Comment voyez-vous l’interaction entre sport et développement durable ?

C’est un engagement de tous les jours pour limiter l’empreinte carbone et le réchauffement climatique.  Cette interaction est valable pour toutes les industries, pas seulement celle du sport. Mais elle est peut-être plus forte pour celle du sport qui touche au bien être des gens. Cela passe aussi par la formation des personnes qui travaillent pour l’entreprise, par une prise de conscience collective et interne de ce que nous pouvons faire différemment. En tant que leader de l’outdoor nous nous devons d’être à l’avant-garde. Dans l'industrie, il y a dix ou quinze ans, on a pris conscience que de pratiquer un sport et d’aller à l'extérieur rendait les gens meilleurs, ce rôle social est devenu aussi un rôle sociétal. Ce n’est plus une stratégie, c’est une façon de vivre. Le sport est un moteur du développement durable et l'idée de consommer moins est encore à définir car on est au moment du calcul des impacts réels. Cela dépasse le cadre individuel et nous avons besoin de matériaux, d’innovation et d'investissement. L’objectif est de s’adapter et de limiter la hausse de température. J’ai récemment lu qu’investir 3% de produit intérieur brut global dans de nouvelles technologies était un premier objectif pour de sérieux investissements.

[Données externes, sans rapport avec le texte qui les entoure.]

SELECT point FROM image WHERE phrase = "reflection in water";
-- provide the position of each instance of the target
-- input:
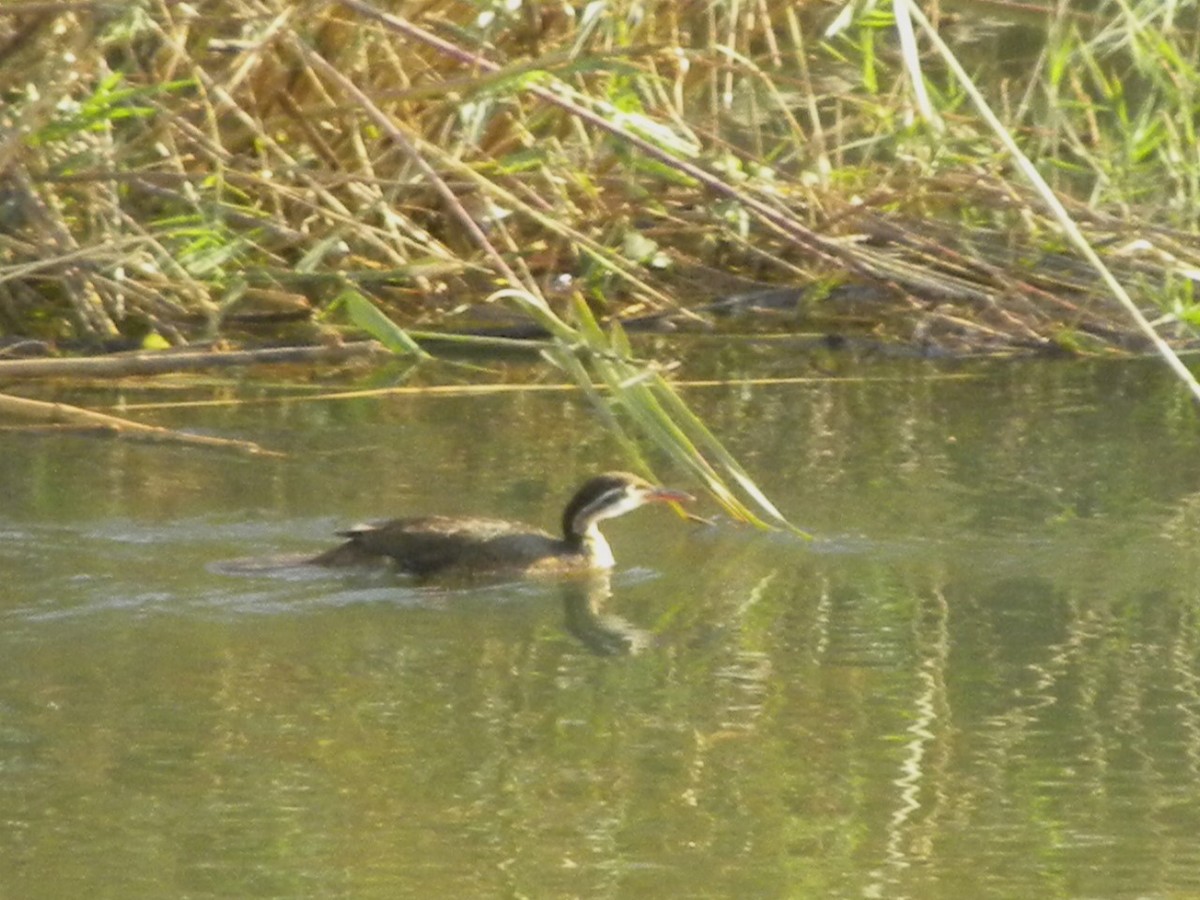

“J’adore essayer notre matériel à l’heure du déjeuner, courir avec nos nouvelles chaussures, tester nos ski le week-end…Avec la proximité des montagnes et la passion des équipes, la contribution est très visible. C’est important de faire sortir les gens du bureau.” 
Franco Fogliato

Ce que j’observe avec nos parties prenantes, pour réfléchir à comment faire grandir la marque; c’est que certains vont consommer moins et d'autres de façons différentes. En même temps, il y a beaucoup de gens à convaincre à pratiquer un sport de plein air. Nos chaussures peuvent parcourir 70 km, il est temps d'oublier la voiture et d’aller courir dans la nature. Le coureur François d’Haene, qui est un de nos ambassadeurs ultra trail dit: “ aujourd'hui la prise de conscience est là et il faut accélérer en tant que leader de l’industrie”. Mener et changer par l’exemple. Je suis très positif, car le plus grand talent de l’humain ce n'est pas d'être fort mais c’est d'être adaptable. On le voit face au glacier. Depuis trois ans, le développement durable est plus fort que ces dix dernières années.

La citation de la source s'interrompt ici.